This work of destruction is carried out by the Makonde alike on the
virgin forest and on the bush which has sprung up on sites already
cultivated and deserted. In the second case they are saved the trouble
of burning the large trees, these being entirely absent in the
secondary bush.
After burning this piece of forest ground and loosening it with the
hoe, the native sows his corn and plants his vegetables. All over the
country, he goes in for bed-culture, which requires, and, in fact,
receives, the most careful attention. Weeds are nowhere tolerated in
the south of German East Africa. The crops may fail on the plains,
where droughts are frequent, but never on the plateau with its
abundant rains and heavy dews. Its fortunate inhabitants even have
the satisfaction of seeing the proud Wayao and Wamakua working
for them as labourers, driven by hunger to serve where they were
accustomed to rule.
But the light, sandy soil is soon exhausted, and would yield no
harvest the second year if cultivated twice running. This fact has
been familiar to the native for ages; consequently he provides in
time, and, while his crop is growing, prepares the next plot with axe
and firebrand. Next year he plants this with his various crops and
lets the first piece lie fallow. For a short time it remains waste and
desolate; then nature steps in to repair the destruction wrought by
man; a thousand new growths spring out of the exhausted soil, and
even the old stumps put forth fresh shoots. Next year the new growth
is up to one’s knees, and in a few years more it is that terrible,
impenetrable bush, which maintains its position till the black
occupier of the land has made the round of all the available sites and
come back to his starting point.
The Makonde are, body and soul, so to speak, one with this bush.
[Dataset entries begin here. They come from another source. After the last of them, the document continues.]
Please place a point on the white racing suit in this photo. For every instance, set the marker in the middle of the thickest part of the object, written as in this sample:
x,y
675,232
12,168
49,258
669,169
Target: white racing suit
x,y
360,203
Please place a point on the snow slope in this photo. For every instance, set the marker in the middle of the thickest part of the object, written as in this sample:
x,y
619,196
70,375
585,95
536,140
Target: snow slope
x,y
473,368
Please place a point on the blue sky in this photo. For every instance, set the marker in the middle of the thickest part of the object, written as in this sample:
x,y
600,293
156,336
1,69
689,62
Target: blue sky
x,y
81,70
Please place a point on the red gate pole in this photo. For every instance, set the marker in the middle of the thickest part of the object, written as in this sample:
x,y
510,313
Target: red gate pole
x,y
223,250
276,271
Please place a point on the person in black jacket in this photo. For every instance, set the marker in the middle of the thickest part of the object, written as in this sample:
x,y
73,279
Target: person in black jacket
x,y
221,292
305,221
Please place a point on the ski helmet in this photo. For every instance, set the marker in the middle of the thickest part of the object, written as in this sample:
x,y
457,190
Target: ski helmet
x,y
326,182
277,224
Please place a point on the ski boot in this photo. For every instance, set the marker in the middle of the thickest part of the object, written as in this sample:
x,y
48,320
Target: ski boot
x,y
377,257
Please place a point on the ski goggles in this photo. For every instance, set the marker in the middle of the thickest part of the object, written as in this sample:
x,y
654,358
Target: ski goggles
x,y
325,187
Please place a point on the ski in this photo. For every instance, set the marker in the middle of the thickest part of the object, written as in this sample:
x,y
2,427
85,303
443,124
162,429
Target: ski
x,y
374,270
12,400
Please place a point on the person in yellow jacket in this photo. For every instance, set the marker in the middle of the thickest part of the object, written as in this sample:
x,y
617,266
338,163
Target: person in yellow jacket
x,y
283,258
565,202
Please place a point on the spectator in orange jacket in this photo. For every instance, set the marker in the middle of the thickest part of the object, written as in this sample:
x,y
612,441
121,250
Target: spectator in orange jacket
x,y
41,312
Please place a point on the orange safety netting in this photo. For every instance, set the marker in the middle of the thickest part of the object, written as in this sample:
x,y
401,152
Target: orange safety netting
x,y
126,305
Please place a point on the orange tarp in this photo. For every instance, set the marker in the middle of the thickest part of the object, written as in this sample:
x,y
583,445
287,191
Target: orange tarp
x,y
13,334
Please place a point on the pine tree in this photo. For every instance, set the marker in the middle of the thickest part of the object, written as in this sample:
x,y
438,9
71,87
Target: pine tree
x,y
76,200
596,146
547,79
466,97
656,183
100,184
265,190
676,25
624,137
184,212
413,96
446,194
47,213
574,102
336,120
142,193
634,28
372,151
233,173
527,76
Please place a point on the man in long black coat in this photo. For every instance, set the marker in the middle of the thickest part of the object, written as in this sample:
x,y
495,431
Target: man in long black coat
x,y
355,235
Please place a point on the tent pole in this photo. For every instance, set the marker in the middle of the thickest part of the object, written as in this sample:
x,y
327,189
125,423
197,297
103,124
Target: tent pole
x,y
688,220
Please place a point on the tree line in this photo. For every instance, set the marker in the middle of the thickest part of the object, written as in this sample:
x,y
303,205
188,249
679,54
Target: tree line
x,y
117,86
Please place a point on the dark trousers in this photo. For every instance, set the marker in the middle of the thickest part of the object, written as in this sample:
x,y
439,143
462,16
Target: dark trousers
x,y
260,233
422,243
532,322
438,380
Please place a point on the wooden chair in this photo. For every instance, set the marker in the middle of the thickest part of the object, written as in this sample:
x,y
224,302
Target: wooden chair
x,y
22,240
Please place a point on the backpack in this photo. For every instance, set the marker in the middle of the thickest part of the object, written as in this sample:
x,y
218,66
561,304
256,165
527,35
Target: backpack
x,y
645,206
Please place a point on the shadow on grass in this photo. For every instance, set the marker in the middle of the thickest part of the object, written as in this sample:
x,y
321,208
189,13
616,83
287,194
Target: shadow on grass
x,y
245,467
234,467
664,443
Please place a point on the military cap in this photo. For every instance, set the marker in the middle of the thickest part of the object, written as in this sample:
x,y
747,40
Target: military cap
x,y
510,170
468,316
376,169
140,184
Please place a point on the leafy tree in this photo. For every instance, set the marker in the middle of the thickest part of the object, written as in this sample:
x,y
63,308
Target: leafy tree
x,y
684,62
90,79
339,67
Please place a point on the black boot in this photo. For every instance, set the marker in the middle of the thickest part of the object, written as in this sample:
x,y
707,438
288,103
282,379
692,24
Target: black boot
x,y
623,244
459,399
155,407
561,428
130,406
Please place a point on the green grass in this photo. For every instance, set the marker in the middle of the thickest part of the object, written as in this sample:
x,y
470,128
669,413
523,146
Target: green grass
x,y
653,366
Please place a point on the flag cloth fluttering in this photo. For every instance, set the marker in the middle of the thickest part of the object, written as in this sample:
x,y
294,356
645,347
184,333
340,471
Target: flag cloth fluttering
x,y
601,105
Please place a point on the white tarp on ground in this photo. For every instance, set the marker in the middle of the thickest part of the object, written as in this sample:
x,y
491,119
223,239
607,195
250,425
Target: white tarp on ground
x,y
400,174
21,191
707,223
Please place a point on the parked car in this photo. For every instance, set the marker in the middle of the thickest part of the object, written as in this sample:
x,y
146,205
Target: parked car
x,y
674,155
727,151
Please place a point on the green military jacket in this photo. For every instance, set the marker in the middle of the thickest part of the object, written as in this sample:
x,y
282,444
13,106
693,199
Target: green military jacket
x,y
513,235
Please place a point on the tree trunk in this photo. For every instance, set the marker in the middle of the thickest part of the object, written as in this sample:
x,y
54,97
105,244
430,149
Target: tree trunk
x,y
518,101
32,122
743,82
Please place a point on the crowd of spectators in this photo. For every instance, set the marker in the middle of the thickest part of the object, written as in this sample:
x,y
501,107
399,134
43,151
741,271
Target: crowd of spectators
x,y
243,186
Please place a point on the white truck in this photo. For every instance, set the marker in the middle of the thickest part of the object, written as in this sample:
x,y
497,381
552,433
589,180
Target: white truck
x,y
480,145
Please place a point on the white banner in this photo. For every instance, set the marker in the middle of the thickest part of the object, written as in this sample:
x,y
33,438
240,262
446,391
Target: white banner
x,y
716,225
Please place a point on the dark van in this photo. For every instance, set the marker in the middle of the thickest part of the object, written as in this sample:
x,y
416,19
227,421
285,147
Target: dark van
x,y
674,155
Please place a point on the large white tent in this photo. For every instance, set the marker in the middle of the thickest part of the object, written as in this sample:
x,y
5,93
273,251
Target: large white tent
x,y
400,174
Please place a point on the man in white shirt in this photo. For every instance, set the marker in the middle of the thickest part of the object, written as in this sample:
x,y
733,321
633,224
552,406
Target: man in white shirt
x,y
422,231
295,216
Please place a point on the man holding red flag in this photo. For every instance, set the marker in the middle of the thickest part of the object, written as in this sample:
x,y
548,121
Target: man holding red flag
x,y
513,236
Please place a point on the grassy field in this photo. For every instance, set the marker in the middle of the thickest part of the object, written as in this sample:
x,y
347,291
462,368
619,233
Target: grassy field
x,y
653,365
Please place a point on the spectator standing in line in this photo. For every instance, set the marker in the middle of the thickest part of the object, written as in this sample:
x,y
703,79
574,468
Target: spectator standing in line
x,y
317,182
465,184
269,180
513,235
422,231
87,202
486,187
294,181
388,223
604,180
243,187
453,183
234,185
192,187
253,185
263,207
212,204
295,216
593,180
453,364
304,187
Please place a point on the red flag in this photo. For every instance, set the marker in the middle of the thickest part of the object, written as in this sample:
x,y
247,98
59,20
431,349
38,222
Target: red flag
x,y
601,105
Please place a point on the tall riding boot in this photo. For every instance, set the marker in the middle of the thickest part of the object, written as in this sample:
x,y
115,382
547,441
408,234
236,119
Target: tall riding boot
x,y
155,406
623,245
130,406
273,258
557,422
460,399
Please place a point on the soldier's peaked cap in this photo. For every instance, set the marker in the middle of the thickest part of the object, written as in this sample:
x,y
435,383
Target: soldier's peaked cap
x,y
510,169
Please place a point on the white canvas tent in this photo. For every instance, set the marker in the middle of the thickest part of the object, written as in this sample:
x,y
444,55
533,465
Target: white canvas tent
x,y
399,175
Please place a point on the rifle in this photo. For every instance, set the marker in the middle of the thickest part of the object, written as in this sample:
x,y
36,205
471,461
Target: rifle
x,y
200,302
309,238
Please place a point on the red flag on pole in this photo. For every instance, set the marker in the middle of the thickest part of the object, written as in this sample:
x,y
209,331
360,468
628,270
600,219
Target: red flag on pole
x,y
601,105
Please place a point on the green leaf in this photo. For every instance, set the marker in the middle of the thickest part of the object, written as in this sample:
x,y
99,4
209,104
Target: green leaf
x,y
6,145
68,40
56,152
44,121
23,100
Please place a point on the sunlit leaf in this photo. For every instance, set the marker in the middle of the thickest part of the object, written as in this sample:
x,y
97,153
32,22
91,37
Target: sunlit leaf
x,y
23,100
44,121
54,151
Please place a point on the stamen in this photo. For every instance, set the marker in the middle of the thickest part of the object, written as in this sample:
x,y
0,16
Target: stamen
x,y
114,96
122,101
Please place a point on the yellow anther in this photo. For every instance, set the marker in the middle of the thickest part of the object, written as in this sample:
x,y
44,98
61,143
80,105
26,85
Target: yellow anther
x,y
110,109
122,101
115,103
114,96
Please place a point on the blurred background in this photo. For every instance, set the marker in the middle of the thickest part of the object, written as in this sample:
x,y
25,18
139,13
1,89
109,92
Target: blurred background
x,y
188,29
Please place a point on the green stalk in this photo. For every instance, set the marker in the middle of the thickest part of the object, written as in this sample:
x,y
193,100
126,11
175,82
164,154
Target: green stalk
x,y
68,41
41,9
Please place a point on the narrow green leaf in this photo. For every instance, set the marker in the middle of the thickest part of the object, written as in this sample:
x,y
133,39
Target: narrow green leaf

According to my Yao informants, indeed, their name means nothing
else but “bush people.” Their own tradition says that they have been
settled up here for a very long time, but to my surprise they laid great
stress on an original immigration. Their old homes were in the
south-east, near Mikindani and the mouth of the Rovuma, whence
their peaceful forefathers were driven by the continual raids of the
Sakalavas from Madagascar and the warlike Shirazis[47] of the coast,
to take refuge on the almost inaccessible plateau. I have studied
African ethnology for twenty years, but the fact that changes of
population in this apparently quiet and peaceable corner of the earth
could have been occasioned by outside enterprises taking place on
the high seas, was completely new to me. It is, no doubt, however,
correct.
The charming tribal legend of the Makonde—besides informing us
of other interesting matters—explains why they have to live in the
thickest of the bush and a long way from the edge of the plateau,
instead of making their permanent homes beside the purling brooks
and springs of the low country.
“The place where the tribe originated is Mahuta, on the southern
side of the plateau towards the Rovuma, where of old time there was
nothing but thick bush. Out of this bush came a man who never
washed himself or shaved his head, and who ate and drank but little.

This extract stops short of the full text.